Pour le caractère, Ma Ttony a très nettement pris le dessus sur Petra. Quand je l'imaginais moins fine, au départ, je me trompais. Ou elle a changé. 

Maintenant, Ttony est manifestement la décideuse, et particulièrement des mauvais coups.

Petra suit.

Et moi, je les suis toutes les deux.

Il y a ainsi tout un tas de bifurcations, dans la vie d'un élevage. Les rapports entre bêtes fluctuent. Ceux à l'éleveur se construisent sur des trames mouvantes.


Mercredi 16 Février 2022  16h


La pluie tombe en ennui mortel. Du moins, je la vois comme ça, aujourd'hui. 

Un gros rhume m'engorge les circuits, et accentue les malaises inhérents à mon système ORL dévasté.

Je ne me suis pas jetée sur le bâtonnet d'autotest. Mes symptômes sont légers, ils ne m'empêchent pas de travailler. Je suis au contraire mieux dehors, à filtrer un peu d'air humide dans mes naseaux gonflés. 

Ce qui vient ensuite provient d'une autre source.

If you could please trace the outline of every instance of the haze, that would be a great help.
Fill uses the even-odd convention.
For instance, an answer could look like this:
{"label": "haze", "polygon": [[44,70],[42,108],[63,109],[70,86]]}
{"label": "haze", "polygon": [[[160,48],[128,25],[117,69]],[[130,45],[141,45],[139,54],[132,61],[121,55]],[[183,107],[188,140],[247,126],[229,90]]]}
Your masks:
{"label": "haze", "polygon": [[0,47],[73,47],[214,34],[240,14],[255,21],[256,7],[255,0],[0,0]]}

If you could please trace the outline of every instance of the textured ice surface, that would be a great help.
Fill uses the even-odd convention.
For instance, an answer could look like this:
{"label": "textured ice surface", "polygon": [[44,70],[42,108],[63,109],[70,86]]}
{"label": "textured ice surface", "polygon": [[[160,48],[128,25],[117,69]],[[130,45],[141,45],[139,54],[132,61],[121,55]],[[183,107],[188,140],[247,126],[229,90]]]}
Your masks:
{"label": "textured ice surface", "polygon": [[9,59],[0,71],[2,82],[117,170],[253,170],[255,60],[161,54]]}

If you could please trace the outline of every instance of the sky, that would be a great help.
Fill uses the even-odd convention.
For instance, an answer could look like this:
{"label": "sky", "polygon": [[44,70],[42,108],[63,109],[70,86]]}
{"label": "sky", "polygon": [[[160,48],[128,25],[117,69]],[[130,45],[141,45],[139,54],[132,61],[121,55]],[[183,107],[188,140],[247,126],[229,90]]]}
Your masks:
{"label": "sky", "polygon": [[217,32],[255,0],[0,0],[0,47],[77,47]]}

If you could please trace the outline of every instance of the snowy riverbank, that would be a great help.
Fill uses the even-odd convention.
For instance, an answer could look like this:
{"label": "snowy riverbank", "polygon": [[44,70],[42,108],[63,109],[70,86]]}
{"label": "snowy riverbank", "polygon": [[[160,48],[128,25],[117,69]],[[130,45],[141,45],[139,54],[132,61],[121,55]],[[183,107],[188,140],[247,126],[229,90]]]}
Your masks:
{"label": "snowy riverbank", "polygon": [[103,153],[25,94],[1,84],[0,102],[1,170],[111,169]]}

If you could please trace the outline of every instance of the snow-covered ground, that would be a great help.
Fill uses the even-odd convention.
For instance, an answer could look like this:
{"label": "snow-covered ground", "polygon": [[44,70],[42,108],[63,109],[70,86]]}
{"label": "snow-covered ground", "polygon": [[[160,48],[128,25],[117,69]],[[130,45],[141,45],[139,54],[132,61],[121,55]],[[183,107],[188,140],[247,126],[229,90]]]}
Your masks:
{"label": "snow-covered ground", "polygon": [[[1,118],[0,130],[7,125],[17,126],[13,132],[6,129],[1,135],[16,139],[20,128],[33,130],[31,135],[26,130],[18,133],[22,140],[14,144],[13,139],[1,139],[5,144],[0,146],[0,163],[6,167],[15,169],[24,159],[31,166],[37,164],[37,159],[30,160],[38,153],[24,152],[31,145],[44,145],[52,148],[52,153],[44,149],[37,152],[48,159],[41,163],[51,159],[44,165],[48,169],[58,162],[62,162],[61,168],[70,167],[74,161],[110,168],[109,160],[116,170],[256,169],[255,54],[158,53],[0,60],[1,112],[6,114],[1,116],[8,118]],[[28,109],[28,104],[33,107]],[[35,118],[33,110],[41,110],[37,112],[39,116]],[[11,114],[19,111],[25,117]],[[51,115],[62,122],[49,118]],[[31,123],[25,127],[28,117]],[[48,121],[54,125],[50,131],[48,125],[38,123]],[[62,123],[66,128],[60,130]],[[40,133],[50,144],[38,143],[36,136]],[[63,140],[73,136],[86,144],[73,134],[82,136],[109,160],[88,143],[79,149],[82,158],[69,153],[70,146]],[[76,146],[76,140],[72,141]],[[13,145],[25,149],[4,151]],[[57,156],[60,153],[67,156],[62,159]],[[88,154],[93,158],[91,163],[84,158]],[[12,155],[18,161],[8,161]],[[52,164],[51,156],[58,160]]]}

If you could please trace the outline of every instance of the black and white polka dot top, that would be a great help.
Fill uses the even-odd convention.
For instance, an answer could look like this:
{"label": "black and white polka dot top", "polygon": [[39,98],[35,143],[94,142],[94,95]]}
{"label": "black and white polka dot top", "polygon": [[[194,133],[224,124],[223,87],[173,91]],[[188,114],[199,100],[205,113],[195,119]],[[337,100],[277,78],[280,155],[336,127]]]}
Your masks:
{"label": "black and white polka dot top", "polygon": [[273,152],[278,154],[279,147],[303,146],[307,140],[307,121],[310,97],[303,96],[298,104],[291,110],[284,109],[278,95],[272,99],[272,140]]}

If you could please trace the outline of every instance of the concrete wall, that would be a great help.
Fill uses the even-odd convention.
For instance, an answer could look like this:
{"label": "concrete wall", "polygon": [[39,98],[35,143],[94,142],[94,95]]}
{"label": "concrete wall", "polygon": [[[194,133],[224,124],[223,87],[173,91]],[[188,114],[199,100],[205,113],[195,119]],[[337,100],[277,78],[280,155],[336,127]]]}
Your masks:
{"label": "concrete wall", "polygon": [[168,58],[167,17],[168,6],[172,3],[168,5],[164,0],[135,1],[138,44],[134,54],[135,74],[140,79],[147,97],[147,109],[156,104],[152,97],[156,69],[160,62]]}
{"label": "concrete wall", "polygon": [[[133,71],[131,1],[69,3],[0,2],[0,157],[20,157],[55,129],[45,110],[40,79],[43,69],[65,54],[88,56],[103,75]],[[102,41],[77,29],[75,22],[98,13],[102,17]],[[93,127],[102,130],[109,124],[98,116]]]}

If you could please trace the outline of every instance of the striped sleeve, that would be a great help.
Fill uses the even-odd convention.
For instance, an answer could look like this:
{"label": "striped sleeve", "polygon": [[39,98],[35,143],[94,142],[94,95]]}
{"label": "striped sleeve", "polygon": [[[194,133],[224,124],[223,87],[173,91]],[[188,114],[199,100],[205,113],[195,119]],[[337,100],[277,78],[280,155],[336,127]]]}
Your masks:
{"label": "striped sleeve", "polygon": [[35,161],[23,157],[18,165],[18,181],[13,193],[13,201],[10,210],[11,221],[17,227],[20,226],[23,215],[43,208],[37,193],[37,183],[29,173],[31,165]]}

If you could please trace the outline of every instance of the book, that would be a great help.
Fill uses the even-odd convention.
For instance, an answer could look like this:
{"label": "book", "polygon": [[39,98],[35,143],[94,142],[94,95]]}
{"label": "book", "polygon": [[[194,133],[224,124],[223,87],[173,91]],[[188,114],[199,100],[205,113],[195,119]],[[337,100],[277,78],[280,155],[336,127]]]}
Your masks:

Je n'ai pas tout compris à l'histoire, mais il me semble bien que ce diable de virus se manifeste à son hôte quand il a déjà fait le plus gros du travail. Quand on ressent les signes, on a déjà plusieurs jours d'ancienneté de cohabitation avec la bête. Le test positif signe le moment où Covid, repu d'un organisme dont il s'est servi avec complaisance pour essaimer largement, ne prend plus la peine de marcher sur la pointe des pieds : il a déjà vu tout ce qu'il voulait voir, et fait ce qu'il avait à faire. Il peut faire du bruit, se faire remarquer, ça ne changera rien à l'affaire, le mal est fait. 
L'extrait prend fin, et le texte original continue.